The project implements RAG (Retrieval-Augmented Generation) and introduces several components for indexing documents, querying, finding the most similar ones, generating llm templates and outputs. The project supports both Ollama
and OpenAI
LLM agents.
To use the project, you need to install the required libraries:
pip install sentence_transformers faiss bs4
Or consider running the following program:
pip install -r ./requirements.txt
The hffrag
implements several components:
The Indexer
class implements an indexer for RAG approach. It allows you to add paragraphs from various sources, such as text, documents, or URLs, and provides methods for retrieving information about specific paragraphs and searching for the most similar ones.

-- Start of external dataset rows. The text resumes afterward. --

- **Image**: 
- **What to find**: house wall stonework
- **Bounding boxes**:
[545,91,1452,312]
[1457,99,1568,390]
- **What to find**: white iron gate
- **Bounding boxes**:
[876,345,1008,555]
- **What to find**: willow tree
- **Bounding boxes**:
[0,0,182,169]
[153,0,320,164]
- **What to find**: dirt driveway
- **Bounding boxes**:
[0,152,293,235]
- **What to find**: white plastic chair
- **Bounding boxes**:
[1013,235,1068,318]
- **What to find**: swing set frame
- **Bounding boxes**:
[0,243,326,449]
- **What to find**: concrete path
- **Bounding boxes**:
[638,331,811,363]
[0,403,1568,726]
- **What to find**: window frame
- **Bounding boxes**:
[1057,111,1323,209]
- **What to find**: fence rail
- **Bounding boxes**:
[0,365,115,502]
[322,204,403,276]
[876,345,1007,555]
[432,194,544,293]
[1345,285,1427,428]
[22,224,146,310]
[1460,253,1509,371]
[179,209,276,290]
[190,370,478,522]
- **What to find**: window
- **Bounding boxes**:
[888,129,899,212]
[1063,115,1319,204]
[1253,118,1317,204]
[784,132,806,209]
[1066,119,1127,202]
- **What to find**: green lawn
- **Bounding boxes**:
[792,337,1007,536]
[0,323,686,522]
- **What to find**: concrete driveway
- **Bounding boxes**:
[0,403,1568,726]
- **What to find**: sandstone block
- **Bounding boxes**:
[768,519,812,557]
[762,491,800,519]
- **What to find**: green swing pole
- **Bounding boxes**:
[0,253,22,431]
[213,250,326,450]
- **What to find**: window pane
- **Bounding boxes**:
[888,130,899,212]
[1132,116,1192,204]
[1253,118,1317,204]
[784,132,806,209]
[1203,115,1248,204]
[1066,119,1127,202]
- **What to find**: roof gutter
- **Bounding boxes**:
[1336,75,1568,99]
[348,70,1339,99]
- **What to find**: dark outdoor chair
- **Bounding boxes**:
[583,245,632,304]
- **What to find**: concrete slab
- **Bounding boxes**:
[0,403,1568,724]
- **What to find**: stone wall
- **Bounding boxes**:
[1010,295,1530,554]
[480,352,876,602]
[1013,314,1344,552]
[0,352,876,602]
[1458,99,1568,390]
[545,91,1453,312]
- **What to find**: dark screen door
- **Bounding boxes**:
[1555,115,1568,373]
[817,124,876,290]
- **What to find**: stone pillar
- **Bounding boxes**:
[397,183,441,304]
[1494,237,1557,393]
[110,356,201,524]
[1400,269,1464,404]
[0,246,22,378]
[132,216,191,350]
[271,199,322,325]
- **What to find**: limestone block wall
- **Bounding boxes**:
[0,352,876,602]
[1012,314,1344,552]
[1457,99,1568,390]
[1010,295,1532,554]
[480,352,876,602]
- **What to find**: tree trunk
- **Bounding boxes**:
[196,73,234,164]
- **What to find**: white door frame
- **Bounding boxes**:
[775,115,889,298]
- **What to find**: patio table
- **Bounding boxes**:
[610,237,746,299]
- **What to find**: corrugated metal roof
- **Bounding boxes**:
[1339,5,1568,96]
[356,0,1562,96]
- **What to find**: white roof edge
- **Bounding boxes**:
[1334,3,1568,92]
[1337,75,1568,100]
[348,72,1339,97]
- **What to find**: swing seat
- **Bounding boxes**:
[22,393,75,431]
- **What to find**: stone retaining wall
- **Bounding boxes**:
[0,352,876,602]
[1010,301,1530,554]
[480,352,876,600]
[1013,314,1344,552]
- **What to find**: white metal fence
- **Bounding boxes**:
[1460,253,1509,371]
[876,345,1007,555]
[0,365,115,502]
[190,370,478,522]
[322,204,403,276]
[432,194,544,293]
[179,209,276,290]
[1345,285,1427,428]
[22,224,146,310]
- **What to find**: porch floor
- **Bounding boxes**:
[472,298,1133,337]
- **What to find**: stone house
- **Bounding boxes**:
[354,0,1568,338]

Here's how you can use the Indexer
class:
from hffrag import Indexer
from hffrag.config import IndexerConfig
# Create a configuration object
config = IndexerConfig()
# Initialize the Indexer
indexer = Indexer(config)
# Add paragraphs from different sources
indexer.add(content="Paragraph 1\nParagraph 2\nParagraph 3", label="Document 1")

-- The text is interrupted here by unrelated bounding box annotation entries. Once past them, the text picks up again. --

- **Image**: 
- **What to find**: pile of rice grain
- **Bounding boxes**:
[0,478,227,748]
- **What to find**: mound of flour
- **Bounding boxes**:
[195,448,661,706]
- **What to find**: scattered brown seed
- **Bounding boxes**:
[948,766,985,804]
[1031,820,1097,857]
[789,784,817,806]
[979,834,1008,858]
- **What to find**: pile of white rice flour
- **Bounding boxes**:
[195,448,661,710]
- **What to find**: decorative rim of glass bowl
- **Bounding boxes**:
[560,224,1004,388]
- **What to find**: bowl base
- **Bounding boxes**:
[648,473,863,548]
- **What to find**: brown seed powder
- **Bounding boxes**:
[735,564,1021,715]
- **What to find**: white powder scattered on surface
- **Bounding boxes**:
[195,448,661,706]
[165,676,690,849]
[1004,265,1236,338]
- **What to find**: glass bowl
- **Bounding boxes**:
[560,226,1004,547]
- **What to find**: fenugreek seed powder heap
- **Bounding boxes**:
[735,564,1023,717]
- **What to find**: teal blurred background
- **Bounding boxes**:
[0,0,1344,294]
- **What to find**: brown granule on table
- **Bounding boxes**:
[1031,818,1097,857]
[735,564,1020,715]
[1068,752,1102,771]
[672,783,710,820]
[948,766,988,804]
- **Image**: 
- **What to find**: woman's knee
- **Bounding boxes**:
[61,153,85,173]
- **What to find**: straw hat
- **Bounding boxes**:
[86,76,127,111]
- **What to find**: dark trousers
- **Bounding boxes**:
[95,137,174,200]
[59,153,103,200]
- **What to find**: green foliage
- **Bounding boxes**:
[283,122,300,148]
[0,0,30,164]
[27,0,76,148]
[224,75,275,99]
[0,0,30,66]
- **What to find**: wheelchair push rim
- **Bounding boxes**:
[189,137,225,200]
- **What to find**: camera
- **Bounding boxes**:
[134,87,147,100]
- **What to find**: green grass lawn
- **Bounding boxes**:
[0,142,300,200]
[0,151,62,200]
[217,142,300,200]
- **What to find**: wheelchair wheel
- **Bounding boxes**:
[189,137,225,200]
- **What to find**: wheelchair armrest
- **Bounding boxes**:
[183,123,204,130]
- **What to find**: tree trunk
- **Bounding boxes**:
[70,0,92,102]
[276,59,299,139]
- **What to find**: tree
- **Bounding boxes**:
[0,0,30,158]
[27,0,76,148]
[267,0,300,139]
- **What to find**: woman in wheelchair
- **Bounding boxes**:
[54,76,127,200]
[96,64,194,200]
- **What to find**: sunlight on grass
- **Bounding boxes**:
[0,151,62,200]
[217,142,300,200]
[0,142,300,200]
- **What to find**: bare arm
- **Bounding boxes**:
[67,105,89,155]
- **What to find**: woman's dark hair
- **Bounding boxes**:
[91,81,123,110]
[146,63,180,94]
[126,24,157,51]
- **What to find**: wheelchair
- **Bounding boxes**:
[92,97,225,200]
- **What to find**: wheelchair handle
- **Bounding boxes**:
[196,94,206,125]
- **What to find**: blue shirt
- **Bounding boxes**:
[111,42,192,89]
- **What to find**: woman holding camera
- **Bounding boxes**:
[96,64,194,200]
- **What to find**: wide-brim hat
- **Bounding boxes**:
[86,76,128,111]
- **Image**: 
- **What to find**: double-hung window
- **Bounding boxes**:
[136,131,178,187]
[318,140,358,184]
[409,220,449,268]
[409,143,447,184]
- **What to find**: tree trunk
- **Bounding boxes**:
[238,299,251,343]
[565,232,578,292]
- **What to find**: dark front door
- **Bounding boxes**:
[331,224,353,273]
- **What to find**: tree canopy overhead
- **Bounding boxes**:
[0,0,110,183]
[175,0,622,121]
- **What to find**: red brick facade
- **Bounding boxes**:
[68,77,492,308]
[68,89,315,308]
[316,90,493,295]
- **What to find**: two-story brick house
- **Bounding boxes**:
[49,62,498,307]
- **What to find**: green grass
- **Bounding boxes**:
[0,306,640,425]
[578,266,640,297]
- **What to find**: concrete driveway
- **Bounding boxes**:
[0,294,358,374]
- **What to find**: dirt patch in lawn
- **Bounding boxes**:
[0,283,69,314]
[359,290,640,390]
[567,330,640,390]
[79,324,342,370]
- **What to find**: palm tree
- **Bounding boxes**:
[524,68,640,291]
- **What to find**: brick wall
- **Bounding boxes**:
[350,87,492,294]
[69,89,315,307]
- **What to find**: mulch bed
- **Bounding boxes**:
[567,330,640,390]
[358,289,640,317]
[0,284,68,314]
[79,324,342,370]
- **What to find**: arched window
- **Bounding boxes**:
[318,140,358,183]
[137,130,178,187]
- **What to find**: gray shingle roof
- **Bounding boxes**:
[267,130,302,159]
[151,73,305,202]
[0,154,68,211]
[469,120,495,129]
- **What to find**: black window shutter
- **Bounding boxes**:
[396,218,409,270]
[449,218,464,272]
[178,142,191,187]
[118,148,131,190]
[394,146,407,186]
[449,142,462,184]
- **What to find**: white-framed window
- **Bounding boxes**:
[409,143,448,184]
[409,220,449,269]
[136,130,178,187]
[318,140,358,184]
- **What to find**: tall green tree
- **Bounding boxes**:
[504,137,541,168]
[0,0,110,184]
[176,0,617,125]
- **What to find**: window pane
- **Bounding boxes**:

indexer.add(doc="path/to/document.txt", label="Document 2")
indexer.add(url="https://example.com", label="Web Document")
# Search for the most similar paragraphs, returns ids
query = "Query paragraph"
similar_paragraphs = indexer.search(query, top=2)
print(similar_paragraphs)
# >> [0, 1]
# Retrieve information about a specific paragraph, returns a tuple(label, paragraph)
paragraph_id = 0
info = indexer.retrieve(paragraph_id)
print(info)
# >> ('Document 1', 'Paragraph 1')
The Templater
class implements templates for querying LLMs. It provides an interface to wrap around specified prompt details as well as to build system and human messages to query LLMs.
The Driver
implements an interface to initialize connection with an LLM (powered with Ollama
) and query the model in a number of ways:
from hffrag import Templater, Driver
from hffrag.config import DriverConfig
temp = Templater([
('system', 'You are a {specialization}'),
('system', 'You are a told to say a few words about your job'),
('human', 'What do you do?')
])
llm = Driver(DriverConfig())
# querying LLM using a templater
print(llm.query(template=temp, specialization='IT engineer'))
# querying LLM using just the prompt
print(llm.query('What do you do'))
# querying LLM using just the prompt (it will ignore the template)
print(llm.query('What do you do', template=temp))
You can also use the command below, but only if there is async_requests
specified.
async_requests
should implement an http client, attributing async .post(url, json=data)
method
that returns an arbitrary response instance. The response object (from which the response instance was originated) should contain async .json()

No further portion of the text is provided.